By Rick Banas of Gardant Management Solutions
A few Fridays ago, a package unexpectantly arrived at our front door. Inside, was a book and a letter.
The letter noted that for the past two decades, J.P. Morgan has developed an Annual Summer Reading List that took into consideration the global interests and diverse passions of its clients.
This year, with all of the challenges we are facing in our world, the list was expanded and features a collection of titles that focus on the themes of resilience, compassion and change. The list includes “Talking to Strangers: What We Should Know about the People We Don’t Know” by Malcolm Gladwell; “You’re Not Listening: What You’re Missing and Why It Matters” by Kate Murphy; and “Friendship: The Evolution, Biology, and Extraordinary Power of Life’s Fundamental Bond” by Lydia Denworth.
The book inside the package that had been selected for me from the reading list was “Together: The Healing Power of Human Connection in a Sometimes Lonely World.” The book was written by Vivek H. Murthy, M.D., who served as the 19th Surgeon General of the United States from December 2014 to April 2017.
Given what Gardant does in the world of senior living, assisted living and memory care and all of the research that indicates that social connectivity is an important element to healthy aging, the book was the perfect choice.
In “Together” and in an interview about the book on “The Oath with Chuck Rosenberg,” Murthy persuasively contends that loneliness and disconnection are important factors in so many of the challenges we face in society today, from chronic disease to addiction, the opioid epidemic, violence, satisfaction and retention in the workplace, how children do in school, and political polarization. Click here for a link to the interview.
In the book and the interview, he highlights personal stories of being shy, feeling lonely, being bullied and lacking in self-confidence. Also featured are stories that illustrate the struggles of others and what individuals and communities have done to help address the issue of loneliness.

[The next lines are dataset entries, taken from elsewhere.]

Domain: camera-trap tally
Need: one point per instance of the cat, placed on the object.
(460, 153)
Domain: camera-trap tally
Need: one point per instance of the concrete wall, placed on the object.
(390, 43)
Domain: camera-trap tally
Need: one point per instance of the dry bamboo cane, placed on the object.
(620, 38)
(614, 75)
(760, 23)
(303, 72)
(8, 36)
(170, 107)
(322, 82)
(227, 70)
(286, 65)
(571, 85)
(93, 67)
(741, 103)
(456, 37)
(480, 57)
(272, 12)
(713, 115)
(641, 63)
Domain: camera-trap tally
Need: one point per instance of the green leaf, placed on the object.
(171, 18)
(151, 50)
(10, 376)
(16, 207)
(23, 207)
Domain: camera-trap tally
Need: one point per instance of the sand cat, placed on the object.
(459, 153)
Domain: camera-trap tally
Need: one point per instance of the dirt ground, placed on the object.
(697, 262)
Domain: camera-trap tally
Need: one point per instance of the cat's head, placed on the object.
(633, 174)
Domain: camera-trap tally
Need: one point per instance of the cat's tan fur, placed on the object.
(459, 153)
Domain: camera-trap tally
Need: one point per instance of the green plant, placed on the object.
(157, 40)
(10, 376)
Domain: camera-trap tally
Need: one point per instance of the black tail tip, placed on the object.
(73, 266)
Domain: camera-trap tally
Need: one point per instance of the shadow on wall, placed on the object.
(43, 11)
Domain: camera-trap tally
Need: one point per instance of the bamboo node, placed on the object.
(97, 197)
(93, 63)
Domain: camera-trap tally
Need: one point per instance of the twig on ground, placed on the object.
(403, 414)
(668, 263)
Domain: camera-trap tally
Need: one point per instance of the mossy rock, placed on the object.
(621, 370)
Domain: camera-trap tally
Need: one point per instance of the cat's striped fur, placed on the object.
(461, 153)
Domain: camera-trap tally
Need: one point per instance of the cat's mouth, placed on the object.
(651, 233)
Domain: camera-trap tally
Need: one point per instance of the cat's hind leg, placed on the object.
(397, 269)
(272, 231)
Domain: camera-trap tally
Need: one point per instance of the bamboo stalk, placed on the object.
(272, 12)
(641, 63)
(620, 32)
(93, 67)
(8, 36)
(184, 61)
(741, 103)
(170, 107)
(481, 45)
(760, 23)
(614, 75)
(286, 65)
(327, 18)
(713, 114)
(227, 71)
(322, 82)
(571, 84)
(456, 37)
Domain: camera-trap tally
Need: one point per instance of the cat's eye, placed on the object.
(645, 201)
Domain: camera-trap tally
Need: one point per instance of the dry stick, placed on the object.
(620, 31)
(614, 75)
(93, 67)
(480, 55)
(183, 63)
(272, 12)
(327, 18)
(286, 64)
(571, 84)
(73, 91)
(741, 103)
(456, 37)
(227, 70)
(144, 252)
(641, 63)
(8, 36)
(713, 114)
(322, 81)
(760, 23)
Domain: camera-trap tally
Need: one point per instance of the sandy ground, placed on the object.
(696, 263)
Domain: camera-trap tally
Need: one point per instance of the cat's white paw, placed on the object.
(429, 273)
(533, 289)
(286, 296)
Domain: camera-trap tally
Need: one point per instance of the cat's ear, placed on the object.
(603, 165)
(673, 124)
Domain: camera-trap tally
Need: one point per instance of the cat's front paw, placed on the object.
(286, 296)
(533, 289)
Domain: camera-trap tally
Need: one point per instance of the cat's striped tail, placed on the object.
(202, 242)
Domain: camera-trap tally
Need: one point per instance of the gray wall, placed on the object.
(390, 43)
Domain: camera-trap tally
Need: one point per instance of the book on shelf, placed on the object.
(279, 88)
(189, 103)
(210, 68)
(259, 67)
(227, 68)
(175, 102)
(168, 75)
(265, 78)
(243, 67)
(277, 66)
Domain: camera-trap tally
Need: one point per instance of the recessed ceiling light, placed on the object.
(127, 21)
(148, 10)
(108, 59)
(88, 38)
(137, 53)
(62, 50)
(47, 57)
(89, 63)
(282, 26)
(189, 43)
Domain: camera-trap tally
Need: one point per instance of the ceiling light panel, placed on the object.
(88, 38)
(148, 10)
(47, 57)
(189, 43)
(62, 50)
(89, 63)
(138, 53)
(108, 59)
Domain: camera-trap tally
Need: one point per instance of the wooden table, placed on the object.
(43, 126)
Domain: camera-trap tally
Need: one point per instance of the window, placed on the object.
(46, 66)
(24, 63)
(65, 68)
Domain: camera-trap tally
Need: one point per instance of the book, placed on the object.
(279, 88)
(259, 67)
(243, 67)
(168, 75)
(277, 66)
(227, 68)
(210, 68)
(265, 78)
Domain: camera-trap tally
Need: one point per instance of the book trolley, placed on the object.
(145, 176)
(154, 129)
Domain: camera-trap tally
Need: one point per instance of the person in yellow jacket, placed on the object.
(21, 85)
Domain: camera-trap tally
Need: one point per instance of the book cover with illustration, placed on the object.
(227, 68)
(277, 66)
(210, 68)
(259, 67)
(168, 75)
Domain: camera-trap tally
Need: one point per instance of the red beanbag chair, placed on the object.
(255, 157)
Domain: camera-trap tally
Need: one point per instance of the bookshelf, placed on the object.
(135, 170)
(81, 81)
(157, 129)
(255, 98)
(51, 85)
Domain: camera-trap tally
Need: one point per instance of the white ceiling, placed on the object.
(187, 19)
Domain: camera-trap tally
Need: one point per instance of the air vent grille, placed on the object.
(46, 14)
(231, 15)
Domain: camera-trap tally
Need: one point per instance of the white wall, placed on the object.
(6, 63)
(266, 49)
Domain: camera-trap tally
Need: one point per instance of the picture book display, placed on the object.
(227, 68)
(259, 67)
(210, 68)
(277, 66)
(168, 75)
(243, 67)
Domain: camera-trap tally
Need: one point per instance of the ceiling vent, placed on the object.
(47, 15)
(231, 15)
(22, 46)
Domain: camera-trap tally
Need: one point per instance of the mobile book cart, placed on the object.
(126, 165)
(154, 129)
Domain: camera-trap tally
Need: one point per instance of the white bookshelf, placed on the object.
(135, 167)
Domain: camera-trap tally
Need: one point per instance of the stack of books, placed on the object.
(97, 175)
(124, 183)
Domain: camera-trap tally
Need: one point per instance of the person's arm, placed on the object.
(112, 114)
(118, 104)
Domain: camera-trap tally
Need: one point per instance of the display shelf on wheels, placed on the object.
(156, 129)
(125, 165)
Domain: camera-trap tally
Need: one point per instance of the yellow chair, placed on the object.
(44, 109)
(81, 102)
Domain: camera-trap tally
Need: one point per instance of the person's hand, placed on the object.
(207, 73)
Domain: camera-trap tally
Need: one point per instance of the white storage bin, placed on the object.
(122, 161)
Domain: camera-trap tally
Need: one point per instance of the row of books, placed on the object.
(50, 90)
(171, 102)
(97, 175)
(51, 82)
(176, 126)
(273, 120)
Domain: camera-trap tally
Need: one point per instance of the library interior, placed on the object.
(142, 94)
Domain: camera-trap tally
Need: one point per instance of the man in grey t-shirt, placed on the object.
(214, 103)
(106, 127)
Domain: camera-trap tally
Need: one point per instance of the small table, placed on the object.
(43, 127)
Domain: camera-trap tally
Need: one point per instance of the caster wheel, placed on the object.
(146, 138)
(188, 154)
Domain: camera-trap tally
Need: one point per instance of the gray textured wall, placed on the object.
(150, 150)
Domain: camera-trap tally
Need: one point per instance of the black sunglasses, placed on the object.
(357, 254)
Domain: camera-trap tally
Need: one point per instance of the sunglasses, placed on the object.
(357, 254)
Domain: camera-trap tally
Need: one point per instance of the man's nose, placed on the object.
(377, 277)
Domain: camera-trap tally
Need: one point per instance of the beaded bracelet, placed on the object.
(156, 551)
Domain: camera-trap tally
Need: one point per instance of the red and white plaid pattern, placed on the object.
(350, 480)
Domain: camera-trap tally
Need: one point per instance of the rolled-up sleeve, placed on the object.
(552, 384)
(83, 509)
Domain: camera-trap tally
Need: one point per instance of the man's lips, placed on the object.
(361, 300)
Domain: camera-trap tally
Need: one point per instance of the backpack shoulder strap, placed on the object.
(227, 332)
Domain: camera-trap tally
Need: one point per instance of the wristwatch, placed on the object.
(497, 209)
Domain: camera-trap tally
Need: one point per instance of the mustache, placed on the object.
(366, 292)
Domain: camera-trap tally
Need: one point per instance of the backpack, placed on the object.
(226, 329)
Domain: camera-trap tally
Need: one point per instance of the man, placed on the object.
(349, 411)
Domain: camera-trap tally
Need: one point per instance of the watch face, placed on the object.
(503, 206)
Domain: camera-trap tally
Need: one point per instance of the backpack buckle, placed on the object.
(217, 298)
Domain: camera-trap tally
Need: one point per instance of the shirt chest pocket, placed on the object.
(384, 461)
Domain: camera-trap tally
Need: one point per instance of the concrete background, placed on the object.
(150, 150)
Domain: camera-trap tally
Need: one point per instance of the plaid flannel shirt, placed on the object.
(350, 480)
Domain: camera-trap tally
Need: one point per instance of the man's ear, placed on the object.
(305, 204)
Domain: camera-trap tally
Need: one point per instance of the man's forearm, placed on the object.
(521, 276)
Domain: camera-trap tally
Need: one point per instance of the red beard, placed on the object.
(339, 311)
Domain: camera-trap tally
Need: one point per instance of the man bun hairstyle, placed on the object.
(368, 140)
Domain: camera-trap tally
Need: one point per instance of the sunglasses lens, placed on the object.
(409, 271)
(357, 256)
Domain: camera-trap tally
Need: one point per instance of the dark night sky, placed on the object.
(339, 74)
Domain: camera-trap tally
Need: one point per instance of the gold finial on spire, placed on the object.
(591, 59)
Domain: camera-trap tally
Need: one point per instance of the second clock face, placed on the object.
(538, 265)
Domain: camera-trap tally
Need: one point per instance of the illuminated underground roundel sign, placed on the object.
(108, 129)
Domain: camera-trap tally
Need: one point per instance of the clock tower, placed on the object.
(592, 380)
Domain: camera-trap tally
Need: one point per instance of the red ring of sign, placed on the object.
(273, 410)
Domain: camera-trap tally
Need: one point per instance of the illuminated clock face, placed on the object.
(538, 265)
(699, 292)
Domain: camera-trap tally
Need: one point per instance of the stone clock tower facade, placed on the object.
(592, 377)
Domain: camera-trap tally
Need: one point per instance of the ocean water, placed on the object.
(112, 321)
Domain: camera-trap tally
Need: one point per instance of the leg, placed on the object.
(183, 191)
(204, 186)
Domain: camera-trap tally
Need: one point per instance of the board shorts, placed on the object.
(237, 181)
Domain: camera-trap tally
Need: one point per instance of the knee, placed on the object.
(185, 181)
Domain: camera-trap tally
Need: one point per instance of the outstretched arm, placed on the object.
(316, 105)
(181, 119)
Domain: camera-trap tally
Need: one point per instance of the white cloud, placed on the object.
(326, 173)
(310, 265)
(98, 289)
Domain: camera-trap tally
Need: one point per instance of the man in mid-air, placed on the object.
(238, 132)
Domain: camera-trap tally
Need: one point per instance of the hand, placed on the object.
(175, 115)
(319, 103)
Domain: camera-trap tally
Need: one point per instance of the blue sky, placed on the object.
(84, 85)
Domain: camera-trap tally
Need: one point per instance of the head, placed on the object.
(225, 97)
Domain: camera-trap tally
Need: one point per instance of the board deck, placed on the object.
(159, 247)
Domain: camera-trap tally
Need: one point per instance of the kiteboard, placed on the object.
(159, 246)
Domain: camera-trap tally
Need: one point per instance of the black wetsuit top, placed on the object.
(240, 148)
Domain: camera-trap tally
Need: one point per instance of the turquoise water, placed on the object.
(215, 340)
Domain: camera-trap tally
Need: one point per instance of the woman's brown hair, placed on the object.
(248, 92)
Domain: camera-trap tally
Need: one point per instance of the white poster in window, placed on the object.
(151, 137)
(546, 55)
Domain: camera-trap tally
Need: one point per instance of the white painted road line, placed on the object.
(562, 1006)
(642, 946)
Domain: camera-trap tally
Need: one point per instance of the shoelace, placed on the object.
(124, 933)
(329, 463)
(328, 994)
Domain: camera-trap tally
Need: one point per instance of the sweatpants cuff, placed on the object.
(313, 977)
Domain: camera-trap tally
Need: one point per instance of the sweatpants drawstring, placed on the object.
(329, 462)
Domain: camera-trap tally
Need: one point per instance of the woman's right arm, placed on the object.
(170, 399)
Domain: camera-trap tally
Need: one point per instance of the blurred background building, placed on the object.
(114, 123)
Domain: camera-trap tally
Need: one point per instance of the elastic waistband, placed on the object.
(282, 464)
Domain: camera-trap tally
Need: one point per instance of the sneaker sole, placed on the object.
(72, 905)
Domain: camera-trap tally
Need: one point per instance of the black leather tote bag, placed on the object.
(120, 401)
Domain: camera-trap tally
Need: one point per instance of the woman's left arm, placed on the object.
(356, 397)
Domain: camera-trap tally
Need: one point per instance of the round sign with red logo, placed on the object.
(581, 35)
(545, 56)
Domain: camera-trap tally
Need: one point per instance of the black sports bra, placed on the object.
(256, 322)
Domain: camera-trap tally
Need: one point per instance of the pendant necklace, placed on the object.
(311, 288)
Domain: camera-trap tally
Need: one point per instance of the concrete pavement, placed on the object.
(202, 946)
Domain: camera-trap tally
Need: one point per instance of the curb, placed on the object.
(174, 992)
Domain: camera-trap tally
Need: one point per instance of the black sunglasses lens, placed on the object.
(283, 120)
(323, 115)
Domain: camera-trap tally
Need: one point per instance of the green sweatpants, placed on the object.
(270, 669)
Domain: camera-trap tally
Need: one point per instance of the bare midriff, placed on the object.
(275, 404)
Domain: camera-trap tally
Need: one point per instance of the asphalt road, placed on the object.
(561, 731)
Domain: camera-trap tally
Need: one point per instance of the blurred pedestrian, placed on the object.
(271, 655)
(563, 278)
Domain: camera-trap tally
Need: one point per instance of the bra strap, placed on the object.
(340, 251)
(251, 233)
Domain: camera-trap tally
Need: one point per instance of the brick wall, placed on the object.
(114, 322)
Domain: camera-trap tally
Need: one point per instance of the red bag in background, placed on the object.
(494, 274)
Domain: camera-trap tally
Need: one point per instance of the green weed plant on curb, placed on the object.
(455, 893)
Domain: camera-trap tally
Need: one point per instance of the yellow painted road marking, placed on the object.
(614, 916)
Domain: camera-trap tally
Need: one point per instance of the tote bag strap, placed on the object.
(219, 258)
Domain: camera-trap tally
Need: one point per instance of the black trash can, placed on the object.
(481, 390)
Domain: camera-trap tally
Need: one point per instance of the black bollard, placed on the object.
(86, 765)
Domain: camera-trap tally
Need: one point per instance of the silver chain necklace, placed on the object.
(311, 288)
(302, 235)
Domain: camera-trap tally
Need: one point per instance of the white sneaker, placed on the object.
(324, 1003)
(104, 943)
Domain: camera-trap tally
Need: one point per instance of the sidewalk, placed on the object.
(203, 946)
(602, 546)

Murthy talks about how he ignored the political pressures to, immediately after his confirmation as Surgeon General, start doing things because of the perception in the political arena that you are judged by what you do in the first 100 days. Instead, he began his tenure as Our Nation’s Doctor by going on a listening tour, visiting big cities and small towns across the U.S. and asking how we can help. As he explains, you cannot fully understand what is needed by reading reports and relying on personal experience.
As a result of the listening tour, he changed his game plan and made a focus on loneliness his top priority. Why? Because loneliness was a common thread to what he was hearing.
As he notes . . .
Loneliness is both a cause and a consequence of chronic illness.
There is a difference between loneliness and isolation. Isolation can be healthy if it equates to solitude; an opportunity to pause from our fast-paced world; to relax; mediate; self-reflect.
Our society bombards us with ideals that are seldom achievable such as money, fame, and good looks.
What really matters in life are strong relationships. Our greatest moments of joy and our greatest memories usually involve other people, not money or status.
Unfortunately, doctors today spend much more time with electronic health records, in front of computer screens and with paperwork than with patients.
Finding purpose is important; you also need to take action. Volunteering can make a difference.
He stresses the importance of love, compassion, a culture of kindness, and taking time to pause and actually listen. Right before the book’s conclusion, he includes a letter that expresses his hopes and dreams for the world our children will inherit. At the heart of living a connected life is love, he says.
He believes we have the ability to change, person by person and interaction by interaction.
I am confident that you will find reading “Together” and listening to the interview on “The Oath with Chuck Rosenberg” enlightening.